Viewing: Photo | Street View

City Cinemas' Cinema 1, 2, and 3 was just two doors down from the now vanished baronet & Coronet and a block away from the Crown Gotham. Today, both of those other theaters are gone, while this venerable art house, which opened as a twin in 1962, soldiers on.
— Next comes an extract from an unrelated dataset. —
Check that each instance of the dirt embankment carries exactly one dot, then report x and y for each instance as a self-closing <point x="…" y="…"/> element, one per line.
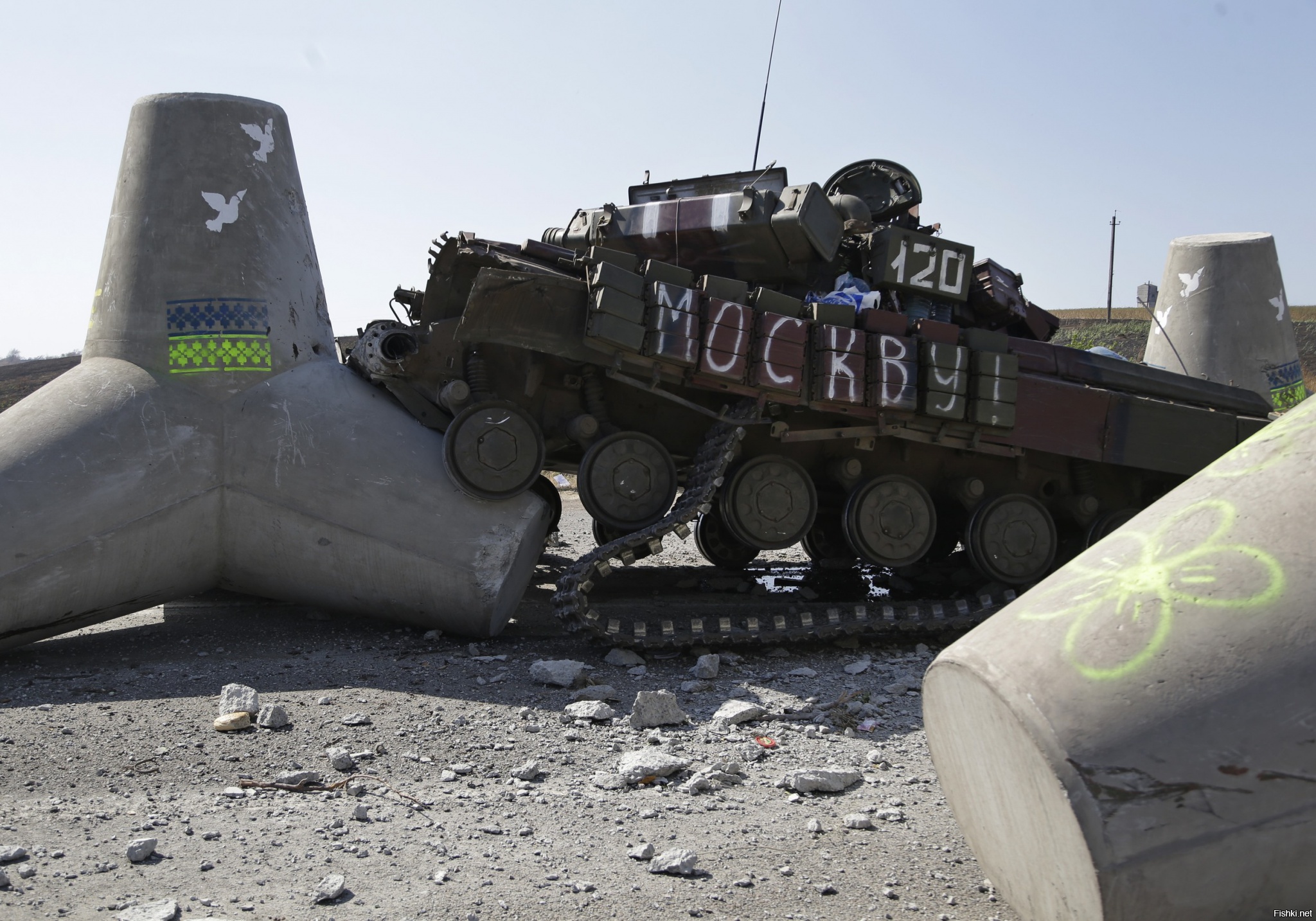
<point x="22" y="378"/>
Contributed by Cinema Treasures

Recent comments (view all 210 comments)

SethLewis
SethLewis on November 21, 2016 at 7:16 am

A lot of this is happening in London with commitments to build theatres in the lower ground floors…I would imagine that NYC will start to see this a la Loews NY 1&2 (now Beekmans) So the commitment to redevelopment would likely include theatres

Coate
Coate on November 21, 2016 at 8:45 am

“Rocky” opened here (Cinema II) 40 years ago today. Opening day (a Sunday) earned a reported house record of $5,488.

optimist008
optimist008 on November 21, 2016 at 8:47 am

Yes, this was the very first new twin theatre in America when owned by the Rogoff chain. And the mass media still wrongly states that AMC built the first twin theater. General Cinema was doing it also back then.

Al Alvarez
Al Alvarez on November 21, 2016 at 9:51 am

First? Here is a reliable source to dispute that

optimist008
optimist008 on November 21, 2016 at 10:31 am

Al,

Thank you for posting the above. Boxoffice magazine had gotten it all wrong, or maybe I DID…this was probably the first twin in the NYC tri state area….and maybe all of NY State???

Al Alvarez
Al Alvarez on November 21, 2016 at 10:44 am

I think the Trans-Lux Newsreel was the first purpose built twin in the city, if you don’t count roof garden cinemas.

JABilmes
JABilmes on December 4, 2016 at 8:33 pm

I saw the 70mm presentation of Fantastic Beasts in its 2nd weekend; this one of only a handful of theatres in US to show in that format. Print was still in good shape, and seeing on film definitely warmer than in digital. On the other hand, seeing a film print of Die Hard at Moving Image the same weekend with its wear and tear at the changeovers especially was a good reminder that film has its drawbacks.

Al Alvarez
Al Alvarez on December 6, 2016 at 7:52 pm

How did you know that this theatre was showing it in 70mm?

xbs2034
xbs2034 on December 6, 2016 at 8:56 pm

Al Alvarez- it was well advertised that this theater was showing the film in 70mm (including such things as specially labeling the showings as 70mm on Fandango, format info on the weekly City Cinemas email, and the theater marquee advertising “Fantastic Beasts 70mm”).

Al Alvarez
Al Alvarez on December 7, 2016 at 6:23 am

Not very well advertised to anyone not looking for it. I didn’t even know FANTASTIC BEASTS had any 70mm prints until the post above. In this era when major films don’t need to buy a newspaper ad, these things easy go unnoticed outside of the fanboy bubble.